Professor Aziz Sheikh of Edinburgh University argues that Britain's 1.6 million Muslims have the poorest health profile of any minority.

British Muslim 298.88 (photo credit: AP)
British Muslim 298.88
(photo credit: AP)
A British Muslim academic called on Friday for "faith specific" health care for the country's largest minority faith community. Writing in the British Medical Journal, Professor Aziz Sheikh of Edinburgh University argued that Britain's 1.6 million Muslims have the poorest health profile of any minority. "There are few faith-centred initiatives aiming to improve health outcomes for our largest minority faith community," he wrote. "This reflects the general failure among academics, policy-makers and clinicians to appreciate the particular needs faith communities may have." Sheikh said the state National Health Service should implement a system to record the religious affiliation of patients, saying this would allow Muslims to see doctors of the same sex as themselves and also avoid pork and alcohol-derived drugs banned by their religion. Sheikh, who is professor of primary care research and development at Edinburgh University, said infant male circumcision should be provided by the NHS, so poorer parents would not have to resort to what he called the poorly regulated private health sector. He also wants better prayer facilities for Muslims in NHS hospitals. A Department of Health spokeswoman denied any discrimination against Muslims, saying services were decided locally according to clinical need and "the diversity of the local population." "All patients are entitled to ask to see doctors of a certain sex," said a spokeswoman, speaking on condition of anonymity in line with department policy. She said the National Institute for Clinical Excellence, which regulates provision of health services in Britain, has not approved the provision of infant circumcision.
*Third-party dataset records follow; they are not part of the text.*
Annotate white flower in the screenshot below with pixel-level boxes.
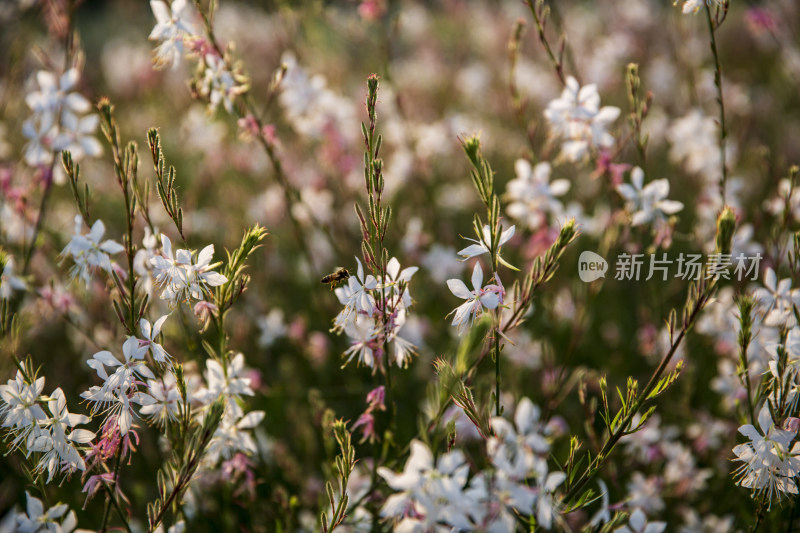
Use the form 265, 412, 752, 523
149, 0, 195, 69
0, 257, 27, 300
61, 215, 124, 287
447, 262, 500, 335
378, 440, 471, 531
614, 509, 667, 533
25, 68, 91, 122
733, 405, 800, 505
199, 54, 245, 113
0, 370, 47, 450
28, 388, 94, 483
150, 234, 228, 304
343, 316, 379, 368
536, 461, 567, 529
258, 309, 287, 348
22, 113, 58, 167
617, 167, 683, 226
674, 0, 723, 15
506, 159, 570, 230
544, 76, 620, 161
196, 353, 255, 404
204, 403, 265, 465
14, 492, 78, 533
81, 337, 155, 414
666, 109, 733, 180
589, 479, 611, 528
133, 226, 158, 297
22, 68, 102, 166
458, 224, 517, 270
333, 257, 379, 330
53, 113, 103, 161
139, 315, 172, 365
753, 267, 800, 327
380, 257, 419, 309
139, 373, 181, 427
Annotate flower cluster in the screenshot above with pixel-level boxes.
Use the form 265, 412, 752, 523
0, 371, 94, 483
61, 215, 124, 287
149, 234, 228, 306
378, 398, 566, 532
22, 68, 103, 166
544, 76, 620, 162
333, 257, 419, 369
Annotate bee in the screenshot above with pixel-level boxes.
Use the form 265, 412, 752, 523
320, 267, 350, 290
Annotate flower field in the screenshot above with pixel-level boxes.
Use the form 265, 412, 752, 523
0, 0, 800, 533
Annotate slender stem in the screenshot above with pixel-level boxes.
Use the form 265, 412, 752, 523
100, 443, 122, 533
527, 0, 567, 85
705, 2, 728, 205
22, 175, 56, 276
562, 282, 716, 502
740, 336, 756, 425
103, 483, 131, 533
493, 328, 500, 416
195, 0, 339, 271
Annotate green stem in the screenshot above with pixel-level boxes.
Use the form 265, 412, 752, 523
100, 443, 122, 533
562, 276, 716, 503
705, 2, 728, 205
527, 0, 567, 85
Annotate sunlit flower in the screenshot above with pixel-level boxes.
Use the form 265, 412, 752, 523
61, 215, 124, 287
733, 405, 800, 505
506, 159, 570, 230
447, 262, 500, 335
0, 257, 27, 300
544, 76, 620, 161
617, 167, 683, 226
149, 0, 195, 69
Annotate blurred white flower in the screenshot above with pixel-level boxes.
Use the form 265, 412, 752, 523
258, 308, 288, 348
150, 233, 228, 305
614, 509, 667, 533
138, 315, 172, 366
149, 0, 195, 69
673, 0, 723, 15
199, 54, 246, 113
506, 159, 570, 230
447, 262, 502, 335
458, 224, 517, 266
617, 167, 683, 226
733, 404, 800, 505
139, 372, 181, 428
753, 267, 800, 327
22, 68, 102, 166
61, 215, 124, 287
14, 492, 84, 533
544, 76, 620, 162
0, 256, 27, 300
28, 388, 95, 483
378, 440, 472, 532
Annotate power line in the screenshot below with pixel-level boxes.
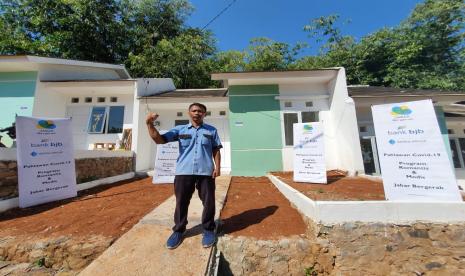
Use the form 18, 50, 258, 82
202, 0, 237, 31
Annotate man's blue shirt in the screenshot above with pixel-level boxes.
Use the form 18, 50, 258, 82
162, 123, 223, 175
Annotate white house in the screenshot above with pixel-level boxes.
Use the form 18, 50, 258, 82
0, 56, 465, 184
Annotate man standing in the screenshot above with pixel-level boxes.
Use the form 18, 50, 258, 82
146, 103, 222, 249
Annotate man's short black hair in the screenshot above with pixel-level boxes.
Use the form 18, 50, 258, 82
189, 103, 207, 112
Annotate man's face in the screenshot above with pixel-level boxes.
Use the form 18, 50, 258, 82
189, 105, 205, 124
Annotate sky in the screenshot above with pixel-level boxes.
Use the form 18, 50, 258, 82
187, 0, 422, 54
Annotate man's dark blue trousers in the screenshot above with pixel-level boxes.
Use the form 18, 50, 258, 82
173, 175, 215, 232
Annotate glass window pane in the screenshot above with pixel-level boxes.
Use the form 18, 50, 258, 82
459, 138, 465, 168
360, 138, 376, 174
284, 113, 298, 146
108, 106, 124, 133
302, 111, 318, 123
449, 139, 460, 168
88, 106, 106, 133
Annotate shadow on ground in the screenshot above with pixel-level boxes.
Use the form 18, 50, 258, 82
218, 205, 278, 235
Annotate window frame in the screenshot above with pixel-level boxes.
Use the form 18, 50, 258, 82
86, 104, 126, 135
281, 110, 320, 148
449, 136, 465, 170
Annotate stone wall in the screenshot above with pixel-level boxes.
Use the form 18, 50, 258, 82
218, 223, 465, 275
0, 235, 114, 275
0, 157, 134, 200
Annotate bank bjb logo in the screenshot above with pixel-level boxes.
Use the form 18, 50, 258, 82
391, 105, 412, 117
36, 120, 57, 129
304, 125, 313, 133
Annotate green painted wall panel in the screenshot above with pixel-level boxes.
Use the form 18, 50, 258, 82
229, 96, 282, 150
229, 85, 282, 176
0, 72, 37, 147
231, 149, 283, 176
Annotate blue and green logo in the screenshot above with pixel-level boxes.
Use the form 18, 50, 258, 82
391, 105, 412, 117
304, 125, 313, 132
36, 120, 57, 129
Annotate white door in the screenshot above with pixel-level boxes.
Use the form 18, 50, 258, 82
66, 106, 90, 150
205, 117, 231, 172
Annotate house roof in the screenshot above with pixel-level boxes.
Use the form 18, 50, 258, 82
140, 88, 228, 99
347, 85, 465, 98
211, 68, 341, 85
0, 55, 131, 79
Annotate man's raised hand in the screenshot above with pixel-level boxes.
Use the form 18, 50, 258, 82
145, 112, 159, 125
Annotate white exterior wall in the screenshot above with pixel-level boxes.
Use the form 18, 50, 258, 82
76, 95, 134, 149
356, 96, 465, 190
279, 83, 329, 171
32, 76, 67, 118
325, 68, 364, 172
32, 81, 134, 150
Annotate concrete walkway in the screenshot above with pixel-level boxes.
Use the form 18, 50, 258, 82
79, 176, 231, 276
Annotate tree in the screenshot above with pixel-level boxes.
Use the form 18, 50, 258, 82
293, 0, 465, 90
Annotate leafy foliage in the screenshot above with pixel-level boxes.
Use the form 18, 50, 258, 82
292, 0, 465, 90
0, 0, 465, 90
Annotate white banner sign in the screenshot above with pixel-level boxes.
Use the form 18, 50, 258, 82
294, 123, 327, 184
372, 100, 462, 201
16, 116, 77, 208
152, 138, 179, 184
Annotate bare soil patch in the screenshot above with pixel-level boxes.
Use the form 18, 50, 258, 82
272, 171, 386, 201
0, 178, 173, 275
0, 178, 173, 238
220, 177, 307, 240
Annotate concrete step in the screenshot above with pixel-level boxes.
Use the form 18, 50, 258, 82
79, 176, 231, 276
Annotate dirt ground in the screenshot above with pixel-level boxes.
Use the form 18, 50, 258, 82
0, 177, 173, 238
273, 171, 385, 201
221, 177, 307, 240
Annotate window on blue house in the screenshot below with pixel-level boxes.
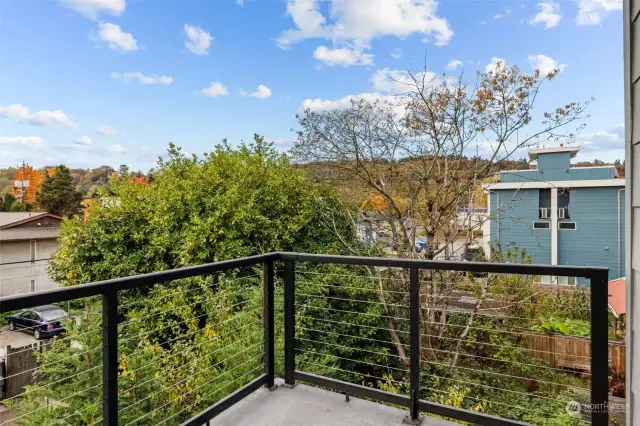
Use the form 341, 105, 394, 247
558, 222, 576, 231
535, 275, 576, 285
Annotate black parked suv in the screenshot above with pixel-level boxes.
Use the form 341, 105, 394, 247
9, 305, 69, 340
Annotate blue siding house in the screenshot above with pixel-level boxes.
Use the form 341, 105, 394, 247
484, 146, 625, 285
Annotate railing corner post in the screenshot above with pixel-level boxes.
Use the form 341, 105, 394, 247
407, 268, 420, 424
102, 290, 118, 426
591, 270, 609, 426
262, 260, 275, 389
284, 260, 296, 386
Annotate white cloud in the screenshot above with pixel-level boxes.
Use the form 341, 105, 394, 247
96, 124, 122, 136
201, 81, 229, 98
109, 72, 173, 85
277, 0, 453, 64
251, 84, 271, 99
313, 46, 373, 67
576, 124, 624, 161
184, 24, 213, 56
576, 0, 622, 25
0, 136, 44, 151
529, 1, 562, 30
105, 144, 127, 153
491, 9, 513, 21
389, 48, 402, 59
528, 55, 567, 76
371, 68, 436, 93
484, 56, 507, 73
73, 136, 93, 145
60, 0, 127, 19
300, 93, 395, 112
0, 104, 78, 130
447, 59, 462, 71
98, 22, 138, 52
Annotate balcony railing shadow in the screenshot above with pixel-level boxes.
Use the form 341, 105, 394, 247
0, 253, 608, 426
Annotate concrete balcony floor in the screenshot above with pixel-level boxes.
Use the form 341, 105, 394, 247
210, 380, 456, 426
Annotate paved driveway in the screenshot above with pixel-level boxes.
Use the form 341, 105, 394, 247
0, 326, 38, 358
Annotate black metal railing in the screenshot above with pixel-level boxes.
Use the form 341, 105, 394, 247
0, 252, 608, 426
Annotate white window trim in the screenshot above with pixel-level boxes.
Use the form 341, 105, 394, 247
531, 220, 551, 231
558, 221, 578, 231
534, 275, 578, 287
29, 240, 38, 262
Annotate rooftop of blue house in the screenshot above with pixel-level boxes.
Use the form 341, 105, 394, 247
483, 146, 625, 285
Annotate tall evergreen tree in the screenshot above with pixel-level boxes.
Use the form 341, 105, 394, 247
36, 164, 82, 217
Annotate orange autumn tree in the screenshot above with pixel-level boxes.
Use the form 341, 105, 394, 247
10, 166, 53, 205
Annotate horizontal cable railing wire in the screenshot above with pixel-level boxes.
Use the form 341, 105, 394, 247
295, 266, 591, 423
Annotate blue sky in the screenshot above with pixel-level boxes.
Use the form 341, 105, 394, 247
0, 0, 624, 170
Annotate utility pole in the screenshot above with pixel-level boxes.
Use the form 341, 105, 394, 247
20, 160, 27, 206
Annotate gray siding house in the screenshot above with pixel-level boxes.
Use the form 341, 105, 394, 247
0, 212, 62, 297
484, 146, 625, 285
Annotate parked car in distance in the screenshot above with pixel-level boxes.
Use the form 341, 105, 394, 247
9, 305, 69, 340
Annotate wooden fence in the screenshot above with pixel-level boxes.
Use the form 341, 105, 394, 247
525, 333, 626, 373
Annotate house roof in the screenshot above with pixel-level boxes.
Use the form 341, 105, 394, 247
529, 146, 580, 160
609, 277, 627, 317
0, 227, 60, 242
0, 212, 47, 226
0, 212, 62, 231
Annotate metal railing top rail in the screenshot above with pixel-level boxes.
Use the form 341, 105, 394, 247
0, 252, 608, 426
0, 252, 608, 312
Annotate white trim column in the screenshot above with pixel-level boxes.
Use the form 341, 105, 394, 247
551, 187, 558, 265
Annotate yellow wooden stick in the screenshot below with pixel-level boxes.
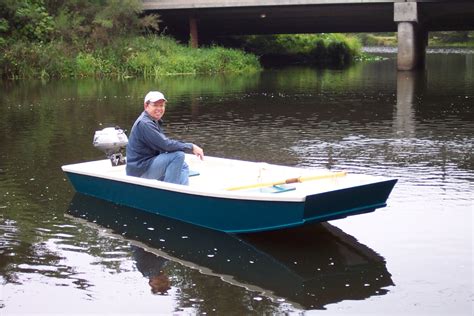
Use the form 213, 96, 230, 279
226, 171, 347, 191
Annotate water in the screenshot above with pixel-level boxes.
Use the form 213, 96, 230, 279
0, 51, 474, 315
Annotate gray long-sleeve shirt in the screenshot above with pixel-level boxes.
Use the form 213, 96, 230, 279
126, 111, 193, 177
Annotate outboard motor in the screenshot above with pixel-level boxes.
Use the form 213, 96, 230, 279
92, 127, 128, 166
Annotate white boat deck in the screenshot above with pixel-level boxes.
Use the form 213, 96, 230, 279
63, 155, 387, 202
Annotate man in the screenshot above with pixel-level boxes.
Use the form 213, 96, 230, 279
126, 91, 204, 185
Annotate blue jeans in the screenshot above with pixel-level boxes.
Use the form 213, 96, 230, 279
141, 151, 189, 185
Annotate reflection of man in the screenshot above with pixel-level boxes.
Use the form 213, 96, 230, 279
132, 246, 171, 295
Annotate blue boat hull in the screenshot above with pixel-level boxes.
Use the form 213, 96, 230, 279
66, 172, 397, 233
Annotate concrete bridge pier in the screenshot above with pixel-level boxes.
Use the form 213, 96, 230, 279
394, 2, 428, 70
189, 17, 199, 48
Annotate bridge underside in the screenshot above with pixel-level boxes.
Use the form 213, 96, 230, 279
153, 2, 474, 38
145, 0, 474, 70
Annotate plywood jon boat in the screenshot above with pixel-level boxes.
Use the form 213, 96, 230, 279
62, 155, 397, 233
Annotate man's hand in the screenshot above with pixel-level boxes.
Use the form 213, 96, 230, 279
193, 144, 204, 160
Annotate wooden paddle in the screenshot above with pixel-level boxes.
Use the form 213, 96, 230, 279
226, 171, 347, 191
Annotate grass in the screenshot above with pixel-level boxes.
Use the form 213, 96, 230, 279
0, 36, 261, 79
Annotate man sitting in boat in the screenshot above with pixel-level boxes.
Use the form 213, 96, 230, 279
126, 91, 204, 185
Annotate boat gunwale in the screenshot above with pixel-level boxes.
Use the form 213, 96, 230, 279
61, 160, 306, 203
61, 154, 394, 203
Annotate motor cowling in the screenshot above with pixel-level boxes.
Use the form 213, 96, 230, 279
92, 127, 128, 166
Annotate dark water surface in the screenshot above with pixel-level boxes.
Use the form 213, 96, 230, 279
0, 52, 474, 315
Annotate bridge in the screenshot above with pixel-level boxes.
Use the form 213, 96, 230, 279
143, 0, 474, 70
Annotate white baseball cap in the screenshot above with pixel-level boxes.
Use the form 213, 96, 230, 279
145, 91, 168, 103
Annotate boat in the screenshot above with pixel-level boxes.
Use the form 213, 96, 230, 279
66, 193, 394, 314
62, 127, 397, 233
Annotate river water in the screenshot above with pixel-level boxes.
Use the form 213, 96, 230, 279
0, 52, 474, 315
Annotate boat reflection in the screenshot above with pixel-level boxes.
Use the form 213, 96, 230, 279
68, 193, 393, 309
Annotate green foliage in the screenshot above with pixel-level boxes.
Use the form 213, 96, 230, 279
231, 34, 361, 65
0, 35, 260, 78
0, 0, 54, 41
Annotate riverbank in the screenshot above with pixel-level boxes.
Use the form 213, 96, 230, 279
0, 35, 261, 79
0, 34, 361, 80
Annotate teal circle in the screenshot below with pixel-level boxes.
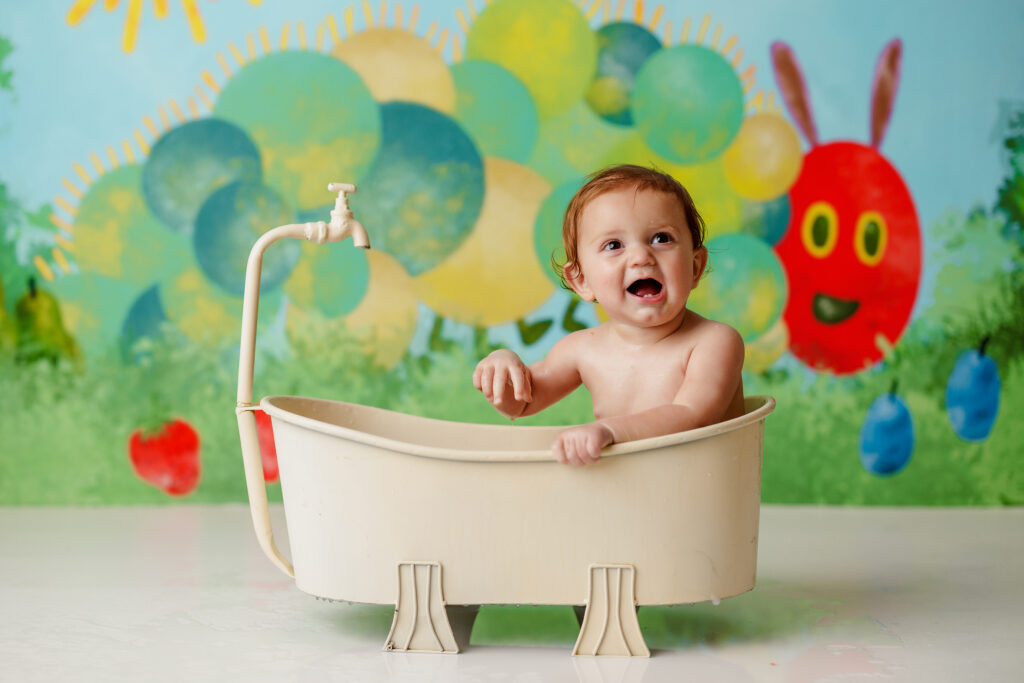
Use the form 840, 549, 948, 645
587, 22, 662, 126
740, 195, 790, 245
694, 232, 788, 341
214, 50, 381, 209
193, 182, 299, 296
632, 45, 743, 164
142, 119, 262, 239
350, 101, 483, 275
534, 178, 586, 287
452, 60, 540, 163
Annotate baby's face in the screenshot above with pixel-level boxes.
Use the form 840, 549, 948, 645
570, 187, 708, 328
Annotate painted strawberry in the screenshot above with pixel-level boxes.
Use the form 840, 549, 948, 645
128, 419, 200, 496
253, 411, 278, 483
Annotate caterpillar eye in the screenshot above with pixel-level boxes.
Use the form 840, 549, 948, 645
801, 202, 839, 258
853, 211, 889, 265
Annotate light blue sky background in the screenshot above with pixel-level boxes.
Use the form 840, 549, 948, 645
0, 0, 1024, 235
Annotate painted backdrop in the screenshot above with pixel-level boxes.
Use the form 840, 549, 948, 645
0, 0, 1024, 505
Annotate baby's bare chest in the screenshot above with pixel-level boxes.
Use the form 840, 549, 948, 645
580, 349, 688, 418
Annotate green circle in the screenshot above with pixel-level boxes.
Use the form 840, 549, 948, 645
466, 0, 597, 119
72, 164, 192, 290
633, 45, 743, 164
452, 61, 538, 163
689, 232, 788, 341
214, 51, 380, 209
534, 178, 586, 287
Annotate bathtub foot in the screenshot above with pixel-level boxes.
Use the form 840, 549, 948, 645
384, 562, 458, 653
572, 564, 650, 657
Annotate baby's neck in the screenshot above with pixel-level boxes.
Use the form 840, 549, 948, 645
608, 308, 691, 346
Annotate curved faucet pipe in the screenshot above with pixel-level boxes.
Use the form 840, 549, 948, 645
234, 183, 370, 578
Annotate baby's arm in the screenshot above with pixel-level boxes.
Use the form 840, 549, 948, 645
600, 325, 743, 443
473, 333, 580, 420
552, 325, 743, 465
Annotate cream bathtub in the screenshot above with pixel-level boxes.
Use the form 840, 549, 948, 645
234, 191, 775, 655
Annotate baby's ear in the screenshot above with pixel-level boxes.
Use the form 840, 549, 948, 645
562, 263, 594, 301
692, 245, 708, 287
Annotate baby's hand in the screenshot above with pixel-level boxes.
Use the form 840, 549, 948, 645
473, 348, 534, 419
551, 422, 614, 465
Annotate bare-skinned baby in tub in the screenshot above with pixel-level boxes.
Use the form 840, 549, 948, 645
473, 165, 743, 465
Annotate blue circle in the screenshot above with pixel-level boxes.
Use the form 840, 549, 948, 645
142, 119, 262, 239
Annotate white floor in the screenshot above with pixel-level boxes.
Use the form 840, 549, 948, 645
0, 505, 1024, 683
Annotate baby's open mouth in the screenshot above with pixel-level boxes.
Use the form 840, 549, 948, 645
626, 278, 662, 299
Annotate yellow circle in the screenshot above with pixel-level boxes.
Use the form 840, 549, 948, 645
331, 29, 455, 114
800, 202, 839, 258
416, 157, 554, 327
722, 114, 803, 202
853, 211, 889, 265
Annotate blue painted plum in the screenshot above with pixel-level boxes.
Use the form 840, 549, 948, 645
860, 384, 913, 476
946, 338, 1000, 441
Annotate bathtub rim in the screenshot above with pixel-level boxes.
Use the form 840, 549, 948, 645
259, 394, 775, 463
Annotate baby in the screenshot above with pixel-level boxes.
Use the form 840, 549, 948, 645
473, 166, 743, 465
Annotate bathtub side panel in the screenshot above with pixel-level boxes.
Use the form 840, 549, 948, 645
274, 423, 762, 604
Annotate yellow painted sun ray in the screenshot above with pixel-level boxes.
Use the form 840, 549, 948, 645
89, 152, 106, 175
196, 85, 213, 112
32, 254, 53, 283
227, 41, 246, 67
121, 139, 135, 164
696, 14, 711, 43
201, 69, 220, 94
60, 178, 83, 199
50, 247, 71, 273
53, 236, 75, 252
121, 0, 142, 52
50, 213, 75, 237
217, 52, 231, 78
167, 99, 185, 123
65, 0, 96, 26
650, 5, 665, 33
53, 195, 78, 217
71, 162, 92, 187
181, 0, 206, 43
132, 128, 150, 157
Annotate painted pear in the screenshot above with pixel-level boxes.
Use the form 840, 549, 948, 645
14, 278, 81, 364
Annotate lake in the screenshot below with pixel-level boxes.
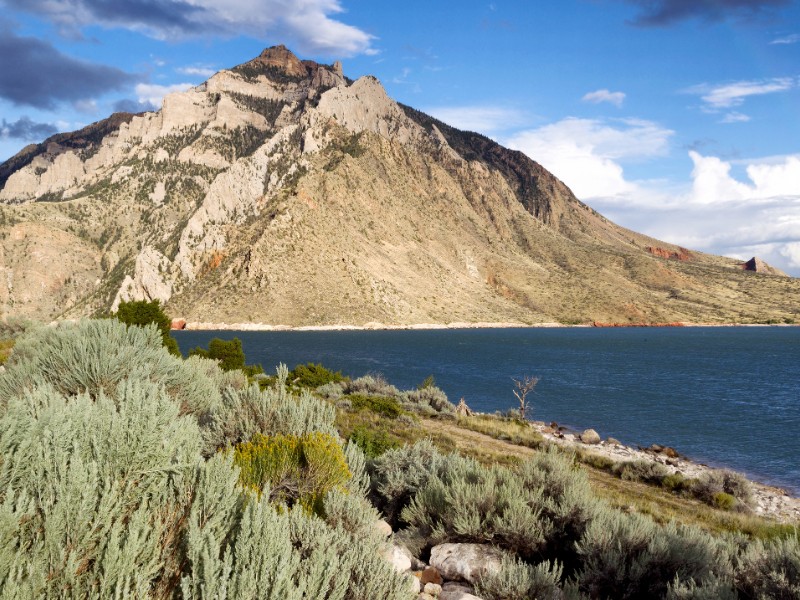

But another Muslim academic, Professor Aneez Esmail of Manchester University, warned that providing special services for defined groups risks stigmatization and stereotyping. "While it is reasonable we try to plan and configure our services to take account of needs that may have their roots in particular beliefs...we cannot meet everyone's demands for special services based on their religious identity," he said. "It would not be practical."